With Galaxy Note 7, Is Samsung Getting Too Far Ahead Of Apple?
Time for the iPhone faithful to panic?
“The Galaxy Note 7 is miles ahead of the iPhone.” That recent headline at tech site TechnoBuffalo may strike some as clickbait. (It’s not.) Rather, it’s a gadget-savvy writer – Todd Haselton — simply expressing his chagrin at the widening technological gap between Samsung and Apple AAPL -0.77%.
“Samsung’s device is already leaps and bounds ahead of what we’re expecting from the iPhone 7…and there’s currently no indication Apple has anything that scratches the surface of what the Galaxy Note 7 can do,” Haselton wrote. He cites goodies like the curvy 5.7-inch Quad HD screen, iris scanner that compliments the fingerprint reader, better support for virtual reality gear, and the camera’s upgraded HDR capabilities, among a list of other things (which Samsung has already been offering with other phones).
Haselton is not alone. Raymond Soneira, a display expert who heads DisplayMate Technologies, has been making the case for a while that Apple is dangerously behind Samsung in curved OLED displays. The display is probably the single most important component on a smartphone. “OLEDs have now evolved and emerged as the premium mobile Smartphone display technology…Apple’s rumored move to an OLED iPhone is simply a recognition [of that],” Soneira writes.
And leading market researchers are making similar arguments. “Samsung [is]…gaining share thanks to strong Galaxy S7 and S7 Edge performance,” IDC said in July.

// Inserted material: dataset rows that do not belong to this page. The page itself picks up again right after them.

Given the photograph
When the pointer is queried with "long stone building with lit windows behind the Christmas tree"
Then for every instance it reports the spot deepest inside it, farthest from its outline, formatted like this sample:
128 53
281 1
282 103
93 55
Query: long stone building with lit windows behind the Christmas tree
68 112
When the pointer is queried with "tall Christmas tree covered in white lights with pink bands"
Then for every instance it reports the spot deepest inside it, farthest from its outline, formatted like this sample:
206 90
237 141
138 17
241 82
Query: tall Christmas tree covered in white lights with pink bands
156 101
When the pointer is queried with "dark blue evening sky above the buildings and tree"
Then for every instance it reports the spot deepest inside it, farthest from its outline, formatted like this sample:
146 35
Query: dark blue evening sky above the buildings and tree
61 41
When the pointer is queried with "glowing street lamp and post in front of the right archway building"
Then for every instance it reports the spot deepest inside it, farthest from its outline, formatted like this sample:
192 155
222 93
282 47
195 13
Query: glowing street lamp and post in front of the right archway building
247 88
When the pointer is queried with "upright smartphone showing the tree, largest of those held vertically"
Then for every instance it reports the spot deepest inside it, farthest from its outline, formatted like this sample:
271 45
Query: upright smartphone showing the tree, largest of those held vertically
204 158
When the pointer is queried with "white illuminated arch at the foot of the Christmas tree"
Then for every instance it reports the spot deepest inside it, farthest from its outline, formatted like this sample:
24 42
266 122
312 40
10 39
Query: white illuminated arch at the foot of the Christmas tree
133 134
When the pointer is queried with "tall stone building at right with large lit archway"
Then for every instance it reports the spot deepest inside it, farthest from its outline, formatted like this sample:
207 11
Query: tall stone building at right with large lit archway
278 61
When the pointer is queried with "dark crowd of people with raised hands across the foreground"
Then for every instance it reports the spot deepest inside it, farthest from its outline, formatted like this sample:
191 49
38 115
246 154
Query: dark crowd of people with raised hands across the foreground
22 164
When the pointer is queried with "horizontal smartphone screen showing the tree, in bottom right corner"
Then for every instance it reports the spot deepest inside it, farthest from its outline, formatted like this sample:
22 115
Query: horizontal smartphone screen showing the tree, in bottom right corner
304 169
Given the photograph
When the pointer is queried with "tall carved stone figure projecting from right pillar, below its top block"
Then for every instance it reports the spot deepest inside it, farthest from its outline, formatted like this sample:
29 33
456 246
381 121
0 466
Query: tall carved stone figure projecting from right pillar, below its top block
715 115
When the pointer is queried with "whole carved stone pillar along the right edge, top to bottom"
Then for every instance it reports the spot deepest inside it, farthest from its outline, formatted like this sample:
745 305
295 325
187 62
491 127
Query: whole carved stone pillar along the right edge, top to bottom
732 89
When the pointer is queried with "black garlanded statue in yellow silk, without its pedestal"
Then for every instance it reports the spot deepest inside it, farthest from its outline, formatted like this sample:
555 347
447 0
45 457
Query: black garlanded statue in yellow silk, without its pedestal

I would add that Samsung also designs and manufacturers much of the core hardware that goes into its phones, including the processor (for certain markets) and OLED display. In addition to having control over key aspects of the phone, Samsung is not susceptible to the vagaries (and in some cases unreliability) of outside suppliers, like Apple is.
But do consumers care?
The problem with the Apple-falling-too-far-behind argument is the strength of iOS — and all those apps. Ever since the first iPhone was introduced in 2007, iOS has maintained a lock on app leadership. Consumers – aside from a relatively small clique of geeks — obsess about apps, not curved OLED displays and virtual reality. And while the iPhone 7 may not remedy much of the hardware-based technological gap with the Galaxy series, Apple still makes a great smartphone. Certainly good enough to satisfy its user base. And the “boring” iPhone SE has “proved successful in both emerging and developed markets” capturing “many first-time smartphone buyers as well as Android users switching over to the Apple ecosystem,” IDC said in the same July report.
I asked TechnoBuffalo’s Haselton about the average consumer’s preferences. “Ultimately, it probably boils down to whether the consumer actually cares about all of these features,” he said in an email. “Do people really want VR from their phone? Are they using wireless charging? Samsung’s phone may be more advanced, but until consumers start to actually realize this — and I don’t think many do outside of gadget circles — then I suppose it doesn’t quite matter,” he said.
He continued. “So…my story is about how advanced Samsung’s smartphone has become relative to Apple’s iPhone. It may take Apple time to catch up and, indeed, it has proven that it can be late to the party and still win.”